UPDATE: President Obama on Monday ruled out any temporary fix to the problem.
At a White House press conference ahead of the latest debt negotiations with Republicans, the president said: "I will not sign a 30-day, or 60-day, or 90-day extension."
Despite the long odds, the president is still pushing for what the White House has billed as a "grand bargain" on cutting the deficit and raising the debt ceiling.
“Let’s step up. Let’s do it,” Obama said. “I’m prepared to take on significant heat from my party to get something done, and I expect the other side should be willing to do the same thing if they mean what they say.”
UPDATE, Monday at 10:34 a.m.: The public posturing and political gamesmanship continues—but so, too, does the actual negotiating.
Both sides were back at work Sunday, the New York Times reports. The meeting lasted only a little more than an hour, but the "two sides agreed to resume talking Monday, and every day after that, until a deal is done," the paper reports.
A deal seems far from certain given the months-long stalemate that has dominated the debate in Washington, but both Republicans and Democrats say that, ultimately, they will find a way to prevent the nation from defaulting on its debt.

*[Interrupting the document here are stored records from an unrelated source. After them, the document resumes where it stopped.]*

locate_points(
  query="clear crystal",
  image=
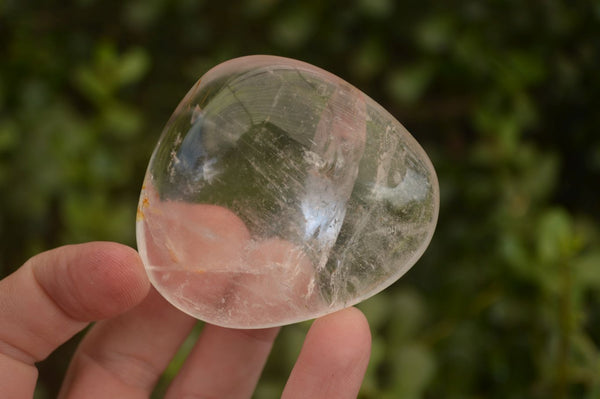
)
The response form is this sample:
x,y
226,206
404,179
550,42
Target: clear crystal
x,y
278,193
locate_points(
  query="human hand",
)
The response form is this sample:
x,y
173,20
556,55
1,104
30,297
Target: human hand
x,y
57,293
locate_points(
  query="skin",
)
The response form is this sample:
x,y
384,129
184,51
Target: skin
x,y
57,293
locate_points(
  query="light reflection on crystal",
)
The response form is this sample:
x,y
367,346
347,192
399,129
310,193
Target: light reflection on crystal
x,y
279,193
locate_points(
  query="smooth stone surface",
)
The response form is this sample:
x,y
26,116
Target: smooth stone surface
x,y
279,193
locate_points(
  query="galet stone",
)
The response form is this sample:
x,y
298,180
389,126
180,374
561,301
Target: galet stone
x,y
279,193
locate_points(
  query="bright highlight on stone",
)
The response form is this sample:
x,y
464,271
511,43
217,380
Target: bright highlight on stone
x,y
279,193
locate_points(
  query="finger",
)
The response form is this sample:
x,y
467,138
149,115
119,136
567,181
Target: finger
x,y
123,357
333,359
53,296
225,363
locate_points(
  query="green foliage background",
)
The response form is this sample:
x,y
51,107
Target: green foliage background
x,y
503,94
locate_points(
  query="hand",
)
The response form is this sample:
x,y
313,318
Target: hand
x,y
57,293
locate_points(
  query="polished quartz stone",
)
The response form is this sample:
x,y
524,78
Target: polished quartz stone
x,y
279,193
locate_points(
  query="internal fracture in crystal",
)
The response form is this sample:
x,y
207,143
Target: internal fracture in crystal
x,y
279,193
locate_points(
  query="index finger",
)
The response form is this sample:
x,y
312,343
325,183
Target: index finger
x,y
54,295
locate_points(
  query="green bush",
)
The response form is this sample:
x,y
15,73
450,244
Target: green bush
x,y
503,94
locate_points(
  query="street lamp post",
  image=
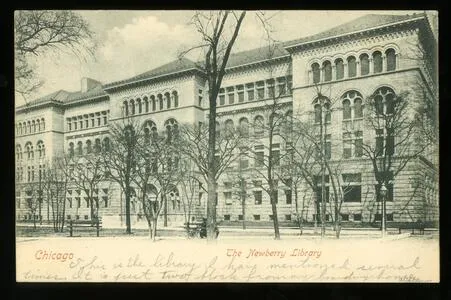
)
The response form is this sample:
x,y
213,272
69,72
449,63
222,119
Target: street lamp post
x,y
383,192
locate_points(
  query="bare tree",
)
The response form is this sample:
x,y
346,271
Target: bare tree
x,y
55,182
86,173
119,157
395,139
158,172
194,145
217,44
39,32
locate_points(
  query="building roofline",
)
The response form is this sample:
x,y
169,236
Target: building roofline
x,y
297,45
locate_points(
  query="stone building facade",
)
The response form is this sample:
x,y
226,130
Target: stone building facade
x,y
372,55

“Nobody is talking about not raising the debt ceiling; I haven’t heard that discussed by anybody,” the Senate's top Republican, Mitch McConnell, said on Fox News Sunday.
Original Post, Sunday at 9:35 a.m.: In the grand political game of debt ceiling talks, House Speaker John Boehner has doubled down, for better or worse.
Late Saturday the Republican legislative leader said that he would seek a deficit reduction deal half as large as the White House—$2 trillion instead of $4 trillion—in Sunday’s debt negotiations with President Obama.
The Associated Press reports that after a secret meeting with Boehner last weekend, the president sought a larger deal, signaling a belief that Republicans were open to creating more tax revenue to help fight the country’s growing debt. But Saturday’s announcement saw Boehner drawing a line in the sand on the issue.
"Despite good-faith efforts to find common ground,” Speaker Boehner (R-Ohio) said in a statement, “the White House will not pursue a bigger debt reduction agreement without tax hikes."
The president had sought higher taxes for the country’s wealthiest residents, which Republicans resisted. Vice President Joe Biden has been working with a bipartisan group on a smaller $2 trillion reduction deal which includes more spending cuts to social programs—a scenario top Democratic legislators say puts the largest burden on the middle class.
As the Aug. 2 deadline for raising the national debt ceiling looms, Boehner’s announcement threatens to scuttle an agreement in tonight’s 6 p.m. debt talks, and brings into sharp relief the fact that the president, Democrats and Republicans all seem at odds with little evidence of a possible agreement. The White House reacted to Boehner’s statement by saying the president would not “back off” on efforts towards a comprehensive effort, according to Reuters.
If a deal isn’t reached to raise the debt ceiling, the White House has said consequences could be devastating to the national and world economies.